Existe alguma relação entre a história do padre que recomendava aos fiéis às lojas e esta das mulheres que quase fretaram uma caminhonete para carregar as coisas que tentaram levar sem pagar? Será, por acaso, que elas leram no blog sobre a recomendação do padre de furtar apenas grandes lojas e resolveram começar pelas Americanas?

Marco Antonio Zanfra disse...

Não pode haver relação: pessoas com o nível de inteligência das três ladras de Ponto Velho não têm cacife para estar entre os poucos mas altamente qualificados leitores do blog.

Serafim disse...

CARO ZANFRA

Dá prá notar a "inteligência" das meninas ou senhoras.Furtar CD da Xuxa é pecado capital.Diria até que os neurônios estão separados kilometros de distância.
A prima Cintia vai adorar essa história.

Abraços

Eliz disse...

Oi Zanfra,

Acredito que essas pessoas já tiveram "sucesso" em outras ações de furtos, dada a dimensão da audácia e quem sabe a certeza sairem ilezas de qualquer flagrante.. Em relação as lojas americanas, saliento que a segurança é péssima, eu mesma já fui vítima de furto dentro da pópria loja.
Bjs.

Marco Antonio Zanfra disse...

Ué, as câmeras de segurança funcionam quando a vítima é a própria loja, mas são cegas para proteger sua clientela dos ladrões "externos"?

Anônimo disse...

Quem falou que a gente não le coisa de granfino? Olha gente queria explicar essa história. No começo, pensei, vamos levar umas coisinhas prum lanchinho especial. Aí vi aquele ferro novinho e pensei que se passasse direitinho a camisa azul de festa do Tião, ele ia ficar feliz da vida e eu levava menos porrada. Falei pra comadre que ia levar, ela ficou com medo, mas disse que se eu levasse, pra arrumar uma sacola, que levar assim na mão dá muito na cara e nem é chique. Foi aí que eu vi o disco da Xuxa e lembrei que o meu mais velho é vidrado nela. O mais novo gosta daquela menina do Silvio Santos. O pãozinho tava saindo quentinho. A molecada adora festa de aniversário quando tem pão, mortadela e guaraná. Eu, desde criança, adoro paçoquinha Amor. Botei a sacola pendurada no braço, empinei a cabeça e a bunda, ajeitei o cabelo e fiz de conta que tinha hora no cabelereiro. Só saí sem pagar porque não tinha como. Pegaram, chacoalharam e xingaram a gente de tudo, mas valeu a pena, fazia tempo que não tinha o gostinho de sair de compras. Um abraço.

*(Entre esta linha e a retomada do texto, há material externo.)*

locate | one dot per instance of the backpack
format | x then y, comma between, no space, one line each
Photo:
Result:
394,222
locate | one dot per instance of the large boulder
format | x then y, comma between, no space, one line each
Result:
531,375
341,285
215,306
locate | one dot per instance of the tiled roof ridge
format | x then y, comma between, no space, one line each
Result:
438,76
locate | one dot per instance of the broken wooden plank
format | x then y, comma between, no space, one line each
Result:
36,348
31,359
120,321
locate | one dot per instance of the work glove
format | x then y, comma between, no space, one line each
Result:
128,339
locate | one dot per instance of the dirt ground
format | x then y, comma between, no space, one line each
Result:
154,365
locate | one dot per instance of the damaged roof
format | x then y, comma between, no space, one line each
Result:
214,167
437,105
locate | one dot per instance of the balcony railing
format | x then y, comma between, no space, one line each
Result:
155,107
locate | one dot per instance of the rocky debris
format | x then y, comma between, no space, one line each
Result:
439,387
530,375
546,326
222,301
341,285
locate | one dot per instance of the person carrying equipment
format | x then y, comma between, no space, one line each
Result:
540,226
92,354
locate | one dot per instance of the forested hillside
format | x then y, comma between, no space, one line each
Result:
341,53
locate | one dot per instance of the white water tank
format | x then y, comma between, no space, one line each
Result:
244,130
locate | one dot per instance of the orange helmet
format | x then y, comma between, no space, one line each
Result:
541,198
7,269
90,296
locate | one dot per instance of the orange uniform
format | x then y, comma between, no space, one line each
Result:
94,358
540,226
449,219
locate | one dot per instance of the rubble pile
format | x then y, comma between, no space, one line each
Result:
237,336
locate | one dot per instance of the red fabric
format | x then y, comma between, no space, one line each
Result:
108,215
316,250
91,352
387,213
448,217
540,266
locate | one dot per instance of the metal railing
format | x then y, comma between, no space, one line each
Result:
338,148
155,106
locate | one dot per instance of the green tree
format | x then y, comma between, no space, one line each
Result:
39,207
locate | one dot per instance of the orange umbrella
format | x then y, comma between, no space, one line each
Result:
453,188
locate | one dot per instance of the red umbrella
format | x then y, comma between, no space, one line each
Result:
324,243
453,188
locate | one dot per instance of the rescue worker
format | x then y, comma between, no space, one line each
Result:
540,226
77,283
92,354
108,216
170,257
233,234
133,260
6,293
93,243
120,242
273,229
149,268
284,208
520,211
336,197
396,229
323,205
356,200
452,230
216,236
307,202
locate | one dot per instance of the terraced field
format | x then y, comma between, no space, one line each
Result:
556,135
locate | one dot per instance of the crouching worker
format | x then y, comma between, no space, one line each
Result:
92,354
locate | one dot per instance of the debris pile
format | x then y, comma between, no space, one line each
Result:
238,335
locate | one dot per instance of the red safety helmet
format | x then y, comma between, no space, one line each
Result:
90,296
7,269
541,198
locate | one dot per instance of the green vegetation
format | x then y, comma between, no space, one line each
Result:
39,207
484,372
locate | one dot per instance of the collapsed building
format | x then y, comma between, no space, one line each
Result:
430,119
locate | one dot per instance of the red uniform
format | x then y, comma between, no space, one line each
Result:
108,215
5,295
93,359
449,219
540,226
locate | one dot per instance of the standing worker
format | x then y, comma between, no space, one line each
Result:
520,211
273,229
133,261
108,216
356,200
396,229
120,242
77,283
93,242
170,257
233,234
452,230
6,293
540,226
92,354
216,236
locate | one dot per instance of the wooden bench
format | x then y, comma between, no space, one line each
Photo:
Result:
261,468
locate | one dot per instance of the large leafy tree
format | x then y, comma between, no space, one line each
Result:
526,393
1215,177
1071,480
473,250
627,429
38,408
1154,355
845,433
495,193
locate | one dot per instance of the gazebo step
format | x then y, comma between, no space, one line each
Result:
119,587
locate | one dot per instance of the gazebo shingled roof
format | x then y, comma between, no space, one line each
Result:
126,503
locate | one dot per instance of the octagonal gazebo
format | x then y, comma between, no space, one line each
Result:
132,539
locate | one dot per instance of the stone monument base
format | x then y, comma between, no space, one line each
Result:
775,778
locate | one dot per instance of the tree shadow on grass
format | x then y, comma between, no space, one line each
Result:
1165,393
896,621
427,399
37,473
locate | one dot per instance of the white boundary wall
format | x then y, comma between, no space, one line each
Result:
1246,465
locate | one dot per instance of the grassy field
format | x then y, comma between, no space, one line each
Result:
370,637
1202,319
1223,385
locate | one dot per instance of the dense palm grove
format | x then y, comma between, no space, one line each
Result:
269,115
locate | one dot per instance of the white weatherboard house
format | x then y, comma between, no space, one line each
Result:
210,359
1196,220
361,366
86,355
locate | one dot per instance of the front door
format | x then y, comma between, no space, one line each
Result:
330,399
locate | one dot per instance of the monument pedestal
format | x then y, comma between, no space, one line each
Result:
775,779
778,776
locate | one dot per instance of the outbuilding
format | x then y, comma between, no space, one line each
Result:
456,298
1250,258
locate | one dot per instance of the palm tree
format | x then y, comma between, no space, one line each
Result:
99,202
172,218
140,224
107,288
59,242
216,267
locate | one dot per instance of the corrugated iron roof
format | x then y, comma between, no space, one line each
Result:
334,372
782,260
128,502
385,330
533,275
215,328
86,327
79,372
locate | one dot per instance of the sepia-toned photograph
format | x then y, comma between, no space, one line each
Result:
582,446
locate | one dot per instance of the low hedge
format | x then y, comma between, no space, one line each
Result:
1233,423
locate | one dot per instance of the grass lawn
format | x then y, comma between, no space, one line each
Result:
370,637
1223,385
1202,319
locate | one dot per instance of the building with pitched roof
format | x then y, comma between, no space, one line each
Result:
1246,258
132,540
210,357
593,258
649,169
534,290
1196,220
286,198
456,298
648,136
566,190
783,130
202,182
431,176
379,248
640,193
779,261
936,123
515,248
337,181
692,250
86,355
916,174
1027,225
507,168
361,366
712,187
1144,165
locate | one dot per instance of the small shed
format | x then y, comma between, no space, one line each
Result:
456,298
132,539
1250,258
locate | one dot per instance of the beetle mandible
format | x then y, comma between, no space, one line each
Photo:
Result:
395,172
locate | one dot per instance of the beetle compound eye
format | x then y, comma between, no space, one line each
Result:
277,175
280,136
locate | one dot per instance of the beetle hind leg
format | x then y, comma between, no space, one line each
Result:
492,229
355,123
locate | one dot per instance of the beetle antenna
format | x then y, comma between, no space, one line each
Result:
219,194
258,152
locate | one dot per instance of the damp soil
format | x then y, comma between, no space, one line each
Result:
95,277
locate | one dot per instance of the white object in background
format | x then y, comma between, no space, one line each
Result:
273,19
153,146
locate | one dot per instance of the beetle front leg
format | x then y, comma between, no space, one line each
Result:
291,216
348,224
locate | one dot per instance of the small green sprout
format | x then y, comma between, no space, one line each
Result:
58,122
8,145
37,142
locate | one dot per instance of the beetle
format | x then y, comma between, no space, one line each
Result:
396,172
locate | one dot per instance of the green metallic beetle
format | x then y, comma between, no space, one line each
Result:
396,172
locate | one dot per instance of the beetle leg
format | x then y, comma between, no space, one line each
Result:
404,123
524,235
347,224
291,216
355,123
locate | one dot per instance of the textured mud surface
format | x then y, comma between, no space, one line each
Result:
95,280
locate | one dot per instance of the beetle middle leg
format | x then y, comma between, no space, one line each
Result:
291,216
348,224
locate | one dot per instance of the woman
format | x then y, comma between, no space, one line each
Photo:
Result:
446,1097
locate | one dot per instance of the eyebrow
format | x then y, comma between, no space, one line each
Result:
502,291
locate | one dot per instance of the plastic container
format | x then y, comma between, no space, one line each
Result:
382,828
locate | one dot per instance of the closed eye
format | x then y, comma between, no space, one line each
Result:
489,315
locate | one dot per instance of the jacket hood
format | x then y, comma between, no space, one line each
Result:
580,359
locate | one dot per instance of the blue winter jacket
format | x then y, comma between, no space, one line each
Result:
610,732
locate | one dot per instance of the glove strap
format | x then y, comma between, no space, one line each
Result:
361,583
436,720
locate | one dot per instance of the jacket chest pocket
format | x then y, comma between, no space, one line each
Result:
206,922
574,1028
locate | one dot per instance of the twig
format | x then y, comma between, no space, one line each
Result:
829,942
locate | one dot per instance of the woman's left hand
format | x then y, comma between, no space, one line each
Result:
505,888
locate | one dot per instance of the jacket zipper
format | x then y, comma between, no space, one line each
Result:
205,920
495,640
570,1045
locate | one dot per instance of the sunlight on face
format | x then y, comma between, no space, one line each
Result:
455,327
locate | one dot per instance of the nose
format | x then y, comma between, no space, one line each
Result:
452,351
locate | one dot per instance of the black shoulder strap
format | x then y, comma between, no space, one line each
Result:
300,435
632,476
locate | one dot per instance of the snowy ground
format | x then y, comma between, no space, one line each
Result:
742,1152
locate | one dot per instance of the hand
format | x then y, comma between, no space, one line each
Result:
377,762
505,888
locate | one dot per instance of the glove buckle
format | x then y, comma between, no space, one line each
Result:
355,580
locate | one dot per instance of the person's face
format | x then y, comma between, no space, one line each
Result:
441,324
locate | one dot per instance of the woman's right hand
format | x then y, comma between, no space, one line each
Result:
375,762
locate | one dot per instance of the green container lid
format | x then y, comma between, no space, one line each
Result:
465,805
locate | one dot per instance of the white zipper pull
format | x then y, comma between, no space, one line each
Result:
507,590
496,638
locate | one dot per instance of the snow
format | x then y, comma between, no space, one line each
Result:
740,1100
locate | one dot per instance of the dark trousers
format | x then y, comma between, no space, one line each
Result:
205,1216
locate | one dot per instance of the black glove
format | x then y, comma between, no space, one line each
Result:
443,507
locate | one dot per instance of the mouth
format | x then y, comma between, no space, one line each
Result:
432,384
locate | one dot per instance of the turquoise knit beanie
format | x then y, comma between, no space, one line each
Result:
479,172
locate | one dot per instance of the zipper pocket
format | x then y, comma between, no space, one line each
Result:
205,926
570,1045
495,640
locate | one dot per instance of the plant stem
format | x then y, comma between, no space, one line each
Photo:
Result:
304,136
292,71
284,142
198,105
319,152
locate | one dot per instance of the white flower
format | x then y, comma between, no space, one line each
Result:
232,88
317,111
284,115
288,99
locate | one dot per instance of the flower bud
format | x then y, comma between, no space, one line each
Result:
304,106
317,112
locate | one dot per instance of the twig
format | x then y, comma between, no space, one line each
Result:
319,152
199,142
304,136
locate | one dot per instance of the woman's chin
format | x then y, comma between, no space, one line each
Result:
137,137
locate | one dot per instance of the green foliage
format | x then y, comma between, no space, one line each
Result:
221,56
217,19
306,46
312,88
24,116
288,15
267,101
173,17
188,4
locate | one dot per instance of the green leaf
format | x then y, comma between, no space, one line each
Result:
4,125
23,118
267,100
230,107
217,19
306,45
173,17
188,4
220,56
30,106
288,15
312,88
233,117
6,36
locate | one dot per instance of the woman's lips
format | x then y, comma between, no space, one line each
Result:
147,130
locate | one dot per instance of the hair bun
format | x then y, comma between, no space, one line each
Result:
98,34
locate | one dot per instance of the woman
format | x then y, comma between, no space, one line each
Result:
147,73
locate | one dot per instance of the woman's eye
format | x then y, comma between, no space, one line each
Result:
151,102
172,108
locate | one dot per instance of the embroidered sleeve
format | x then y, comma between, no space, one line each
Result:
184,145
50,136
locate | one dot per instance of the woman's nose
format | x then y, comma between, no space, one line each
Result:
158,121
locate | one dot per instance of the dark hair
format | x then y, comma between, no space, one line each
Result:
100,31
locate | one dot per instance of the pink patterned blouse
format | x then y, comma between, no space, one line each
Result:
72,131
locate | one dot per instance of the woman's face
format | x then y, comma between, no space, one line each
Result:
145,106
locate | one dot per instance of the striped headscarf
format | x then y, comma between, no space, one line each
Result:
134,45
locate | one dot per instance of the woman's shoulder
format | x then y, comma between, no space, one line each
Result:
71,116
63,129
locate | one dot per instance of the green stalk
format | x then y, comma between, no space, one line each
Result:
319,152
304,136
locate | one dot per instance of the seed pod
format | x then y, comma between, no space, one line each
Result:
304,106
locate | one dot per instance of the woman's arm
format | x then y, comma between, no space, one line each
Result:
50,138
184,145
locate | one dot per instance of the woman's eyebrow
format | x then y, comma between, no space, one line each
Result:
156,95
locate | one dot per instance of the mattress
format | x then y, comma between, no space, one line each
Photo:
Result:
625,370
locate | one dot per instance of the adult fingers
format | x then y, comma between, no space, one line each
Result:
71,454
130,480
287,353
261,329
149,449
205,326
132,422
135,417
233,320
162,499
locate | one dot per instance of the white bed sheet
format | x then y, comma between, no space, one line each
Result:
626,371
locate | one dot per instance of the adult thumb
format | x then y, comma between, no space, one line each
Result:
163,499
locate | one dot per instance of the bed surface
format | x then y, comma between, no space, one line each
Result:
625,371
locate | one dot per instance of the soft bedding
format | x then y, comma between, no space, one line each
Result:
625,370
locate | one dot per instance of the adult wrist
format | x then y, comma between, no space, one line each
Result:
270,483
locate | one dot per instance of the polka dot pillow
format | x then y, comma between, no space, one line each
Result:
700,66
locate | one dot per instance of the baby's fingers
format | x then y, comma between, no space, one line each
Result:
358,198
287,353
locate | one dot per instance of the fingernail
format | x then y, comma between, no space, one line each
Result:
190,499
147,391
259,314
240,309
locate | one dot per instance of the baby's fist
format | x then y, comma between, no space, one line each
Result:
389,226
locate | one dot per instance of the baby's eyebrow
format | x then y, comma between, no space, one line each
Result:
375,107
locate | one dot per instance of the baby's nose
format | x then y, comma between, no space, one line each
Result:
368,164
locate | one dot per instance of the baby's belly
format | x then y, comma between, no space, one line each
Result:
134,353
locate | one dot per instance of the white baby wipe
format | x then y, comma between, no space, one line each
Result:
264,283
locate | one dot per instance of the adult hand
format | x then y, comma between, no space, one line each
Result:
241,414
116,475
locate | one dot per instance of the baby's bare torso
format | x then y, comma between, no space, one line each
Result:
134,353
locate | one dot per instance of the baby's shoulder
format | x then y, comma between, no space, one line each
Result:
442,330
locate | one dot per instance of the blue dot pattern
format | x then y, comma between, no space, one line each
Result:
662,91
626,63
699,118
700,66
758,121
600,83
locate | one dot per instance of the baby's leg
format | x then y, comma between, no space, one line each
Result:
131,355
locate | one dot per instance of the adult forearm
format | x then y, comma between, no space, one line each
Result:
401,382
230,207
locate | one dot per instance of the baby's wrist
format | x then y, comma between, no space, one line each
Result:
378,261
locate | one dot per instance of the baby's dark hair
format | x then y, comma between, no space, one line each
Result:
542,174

Solange, Cleonice e Prissila.

Vico disse...

Agora, sim, o Fala, Zanfra! pode ganhar o mundo, autografado que foi por Solange, Cleonice e Prissila: adquira o seu pelo reembolso postal, ou nas melhores prateleiras das Americanas.

zelia Pnheiro disse...

Essas ladras estão necessitando urgente de psicólogos,(será que a madame da Daslu) cede o dela?, porque furtar "Xuxa" tem que ser mesmo doente né?

Marco Antonio Zanfra disse...

Ao comprar um carro usado nem sempre você pode escolher a cor, Zélia. Mesma coisa levar coisas sem pagar: você tem de escolher o que está mais à mão. Vai ver, elas queriam o box com todos os álbuns do Led Zeppelin, mas o DVD da Xuxa estava mais acessível...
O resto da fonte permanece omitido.